After a tiresome, and in my opinion, a very unimportant Session, I returned home about the middle of last Month accompanied by Colo Bassett &c.

The expediency of an American Episcopate was long & warmly debated, and at length rejected. As a substitute, the House attempted to frame an Ecclesiastical Jurisdiction, to be composed of a President and four other clergymen, who were to have full power and authority to hear and determine all matters and causes relative to the clergy, and to be vested with the [power] of Suspension, deprivation, & visitation. From this Jurisdiction an Appeal was to be had to a Court of Delegates, to consist of an equal number of Clergymen and Laymen; but this Bill, after much canvassing, was put to Sleep, from an opinion that the subject was of too much Importance to be hastily entered into at the end of a Session.—An Act has passed this session empowering Trustees (to be chosen by ye Subscribers to the Scheme) to raise money by way of Subscription, & Lottery, for the purpose of opening, & extending the Navigation of Potomack from the Tide Water, to Fort Cumberland; & for perpetuating the Toll arising from vessells to the Adventurers in the scheme1 —but ye Execution of it must necessarily be suspended till some thing similar passes into a Law in your province.—An Act has also passed for Erecting a Light House on Cape Henry, from which I think the Shipping will derive great advantages2 —and a Bill went through the House, but rejected in the Council, for having Septennial Vestrys, and a general dissolution of all those now in existence.

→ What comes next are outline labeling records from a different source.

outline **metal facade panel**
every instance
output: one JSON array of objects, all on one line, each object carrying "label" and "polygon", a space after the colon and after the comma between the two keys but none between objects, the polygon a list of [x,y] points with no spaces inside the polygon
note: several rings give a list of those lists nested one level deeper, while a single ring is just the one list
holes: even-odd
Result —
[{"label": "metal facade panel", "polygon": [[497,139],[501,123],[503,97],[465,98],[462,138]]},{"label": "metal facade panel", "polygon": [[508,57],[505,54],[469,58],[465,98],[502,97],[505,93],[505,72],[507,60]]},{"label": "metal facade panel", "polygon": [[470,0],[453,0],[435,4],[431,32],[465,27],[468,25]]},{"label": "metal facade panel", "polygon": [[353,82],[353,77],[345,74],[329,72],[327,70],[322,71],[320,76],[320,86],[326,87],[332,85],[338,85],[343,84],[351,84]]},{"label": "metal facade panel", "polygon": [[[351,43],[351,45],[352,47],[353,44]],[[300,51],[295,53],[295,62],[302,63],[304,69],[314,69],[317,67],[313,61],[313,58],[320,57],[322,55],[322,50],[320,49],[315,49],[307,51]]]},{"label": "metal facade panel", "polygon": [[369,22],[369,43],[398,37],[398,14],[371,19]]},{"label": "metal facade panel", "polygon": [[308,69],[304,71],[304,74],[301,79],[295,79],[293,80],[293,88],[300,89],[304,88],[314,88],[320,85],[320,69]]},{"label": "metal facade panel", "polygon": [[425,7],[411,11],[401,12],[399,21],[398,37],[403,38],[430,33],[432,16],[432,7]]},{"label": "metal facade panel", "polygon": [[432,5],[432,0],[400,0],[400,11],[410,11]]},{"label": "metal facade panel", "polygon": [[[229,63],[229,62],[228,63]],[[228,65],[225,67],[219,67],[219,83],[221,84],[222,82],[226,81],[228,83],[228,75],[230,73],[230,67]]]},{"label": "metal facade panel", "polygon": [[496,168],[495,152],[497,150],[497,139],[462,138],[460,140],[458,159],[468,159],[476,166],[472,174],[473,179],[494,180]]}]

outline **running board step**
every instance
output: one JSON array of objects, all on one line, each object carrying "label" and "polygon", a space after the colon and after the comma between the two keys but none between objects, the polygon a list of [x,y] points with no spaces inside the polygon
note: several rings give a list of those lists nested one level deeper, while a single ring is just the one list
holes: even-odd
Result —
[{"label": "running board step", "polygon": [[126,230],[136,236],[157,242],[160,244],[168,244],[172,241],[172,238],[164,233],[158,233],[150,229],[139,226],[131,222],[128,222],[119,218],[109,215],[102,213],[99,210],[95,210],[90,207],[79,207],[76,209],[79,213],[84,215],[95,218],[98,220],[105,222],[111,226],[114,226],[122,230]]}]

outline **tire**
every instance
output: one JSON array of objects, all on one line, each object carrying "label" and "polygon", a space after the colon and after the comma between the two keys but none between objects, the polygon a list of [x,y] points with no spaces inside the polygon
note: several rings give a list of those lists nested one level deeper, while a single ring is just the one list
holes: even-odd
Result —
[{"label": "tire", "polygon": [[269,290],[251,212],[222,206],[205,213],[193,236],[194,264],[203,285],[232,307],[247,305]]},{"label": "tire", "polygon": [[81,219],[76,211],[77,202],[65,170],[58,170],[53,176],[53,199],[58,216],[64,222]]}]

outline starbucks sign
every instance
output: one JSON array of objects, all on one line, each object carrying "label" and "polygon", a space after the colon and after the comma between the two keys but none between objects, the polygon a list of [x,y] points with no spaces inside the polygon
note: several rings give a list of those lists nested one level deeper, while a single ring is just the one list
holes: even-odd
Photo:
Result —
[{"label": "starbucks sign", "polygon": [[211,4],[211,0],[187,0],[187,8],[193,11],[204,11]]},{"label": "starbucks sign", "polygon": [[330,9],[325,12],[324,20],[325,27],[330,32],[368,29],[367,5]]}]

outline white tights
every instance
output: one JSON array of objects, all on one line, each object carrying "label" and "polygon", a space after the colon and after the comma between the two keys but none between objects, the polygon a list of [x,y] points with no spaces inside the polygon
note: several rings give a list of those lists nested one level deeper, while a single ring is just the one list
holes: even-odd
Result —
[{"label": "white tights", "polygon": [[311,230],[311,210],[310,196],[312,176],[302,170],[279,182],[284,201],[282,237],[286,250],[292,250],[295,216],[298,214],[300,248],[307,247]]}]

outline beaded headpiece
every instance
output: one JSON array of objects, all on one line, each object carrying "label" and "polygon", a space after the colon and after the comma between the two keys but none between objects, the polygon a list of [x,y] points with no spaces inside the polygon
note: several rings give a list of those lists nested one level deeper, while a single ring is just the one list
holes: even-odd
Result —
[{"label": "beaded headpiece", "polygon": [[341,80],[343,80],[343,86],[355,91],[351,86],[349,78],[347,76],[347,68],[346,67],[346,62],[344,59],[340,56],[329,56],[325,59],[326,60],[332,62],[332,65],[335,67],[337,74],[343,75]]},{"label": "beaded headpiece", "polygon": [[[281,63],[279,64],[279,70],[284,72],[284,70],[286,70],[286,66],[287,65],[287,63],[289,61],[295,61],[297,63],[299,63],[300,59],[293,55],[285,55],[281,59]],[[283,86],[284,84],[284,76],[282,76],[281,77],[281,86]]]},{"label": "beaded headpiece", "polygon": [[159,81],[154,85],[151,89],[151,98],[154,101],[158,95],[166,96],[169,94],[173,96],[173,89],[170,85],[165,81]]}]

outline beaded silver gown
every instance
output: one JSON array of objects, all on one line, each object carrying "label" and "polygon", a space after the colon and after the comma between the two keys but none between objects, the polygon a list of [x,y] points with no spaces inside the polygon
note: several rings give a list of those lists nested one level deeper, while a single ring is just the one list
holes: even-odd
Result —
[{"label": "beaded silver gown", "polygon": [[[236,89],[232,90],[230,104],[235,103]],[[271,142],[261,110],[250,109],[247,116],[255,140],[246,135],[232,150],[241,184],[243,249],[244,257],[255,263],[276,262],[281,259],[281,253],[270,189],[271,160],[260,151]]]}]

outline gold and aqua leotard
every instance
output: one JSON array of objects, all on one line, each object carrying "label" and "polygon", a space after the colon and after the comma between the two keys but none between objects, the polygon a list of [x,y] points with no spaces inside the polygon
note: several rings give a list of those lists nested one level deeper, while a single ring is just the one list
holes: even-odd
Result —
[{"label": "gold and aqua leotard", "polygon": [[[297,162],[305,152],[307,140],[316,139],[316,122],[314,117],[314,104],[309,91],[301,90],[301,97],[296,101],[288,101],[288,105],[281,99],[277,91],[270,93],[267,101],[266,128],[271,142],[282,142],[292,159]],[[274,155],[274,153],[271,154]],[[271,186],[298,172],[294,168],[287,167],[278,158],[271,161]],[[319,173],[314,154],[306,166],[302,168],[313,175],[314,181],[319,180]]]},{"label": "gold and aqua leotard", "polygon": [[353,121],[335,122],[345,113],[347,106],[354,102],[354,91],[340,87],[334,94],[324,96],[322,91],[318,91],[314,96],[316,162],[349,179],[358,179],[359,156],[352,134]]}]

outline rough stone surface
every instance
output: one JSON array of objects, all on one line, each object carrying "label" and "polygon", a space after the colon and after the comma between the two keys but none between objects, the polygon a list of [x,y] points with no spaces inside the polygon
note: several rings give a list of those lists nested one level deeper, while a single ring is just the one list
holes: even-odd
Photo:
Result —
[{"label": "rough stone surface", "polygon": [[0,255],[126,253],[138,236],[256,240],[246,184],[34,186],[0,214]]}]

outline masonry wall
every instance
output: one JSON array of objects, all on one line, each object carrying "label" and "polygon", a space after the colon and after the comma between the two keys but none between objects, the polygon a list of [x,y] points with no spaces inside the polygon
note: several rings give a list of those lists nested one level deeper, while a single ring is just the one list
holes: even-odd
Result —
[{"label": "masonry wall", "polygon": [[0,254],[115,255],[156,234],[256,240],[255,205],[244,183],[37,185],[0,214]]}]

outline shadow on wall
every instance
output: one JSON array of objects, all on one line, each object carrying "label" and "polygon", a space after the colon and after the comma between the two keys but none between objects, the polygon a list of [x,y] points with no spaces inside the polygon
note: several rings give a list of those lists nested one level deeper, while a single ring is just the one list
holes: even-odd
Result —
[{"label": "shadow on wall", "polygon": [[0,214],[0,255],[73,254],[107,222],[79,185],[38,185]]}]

Herewith I send the Pamphlets you desird me to get, together with your Accts from both Printing Offices discharged; both Printers being desired to forward your Gazettes for the future to the care of Mr. Lowndes of Bladensburg.

I expected to have made you a visit soon after my return from Williamsburg, and to have gone from thence to Annapolis, but am a little uncertain now when it will be in my power to enjoy this pleasure; as I have business that will call me into Loudoun, Fauquier, and Berkeley (one of the New Counties taken from Frederick, the other Dunmore) sometime between the middle, & last of this month; & am now engaged in Fishing and other matters which seems I think to require my attendance.

TO DR. BOUCHER.

Inclination having yielded to Importunity, I am now contrary to all expectation under the hands of Mr. Peale; but in so grave—so sullen a mood—and now and then under the influence of Morpheus, when some critical strokes are making, that I fancy the skill of this Gentleman’s Pencil, will be put to it, in describing to the World what manner of man I am. I have no doubt of Mr Peale’s1 meeting with very good Incouragement in a Tour to Williamsburg; for having mentioned him to some Gentlemen at our Court, they seem desirous of employing him in his way down.2

Your excuse for denying us the pleasure of your Company, with Governor Eden & Lady, tho not strictly warranted by Scripture, is nevertheless highly admissable, and I sincerely congratulate you upon the prospect of happiness; as I think there is a fair Field of it opening to your view, from the judiciousness of your choice—Whether Mrs Washington ever stretches as far as Annapolis or not, we shall certainly take some very early opportunity of making your acquaintance on this occasion.

May 23d.

The foregoing Letter was designed to go by Jack Custis, who intended, as he said, but afterwards altered his mind; to take the benefit of a Ball at Alexandria on Thursday Evening, in his way home the next day.—In the interim Joe brought me your favor of the 21st, forbidding us any longer to hope for the pleasure of Govr Eden and Lady’s Company; which we had been flattering ourselves with the honor of, for several days; & which I now beg the favor of you to assure them we regret; at the same time I am further to ask you to apologize to Mr Eden for my not paying my respects to him at Mr Digges; which I fully intended to do, but falling under Mr Peale’s hands that morning in a regular Rot[ation, he kept] me so long, knowing that it w[as his custom] of asking, that I had not time [to visit him bef]ore Dinner, and the Govr You wrote me he was to set out for Mr Rogers after it.—Be pleased to assure Mr and Mrs Eden, which you may do with great truth, that Mrs Washington and myself shall think ourselves very happy in seeing them at Mount Vernon whenever they can make it convenient to give us the honor of their Company.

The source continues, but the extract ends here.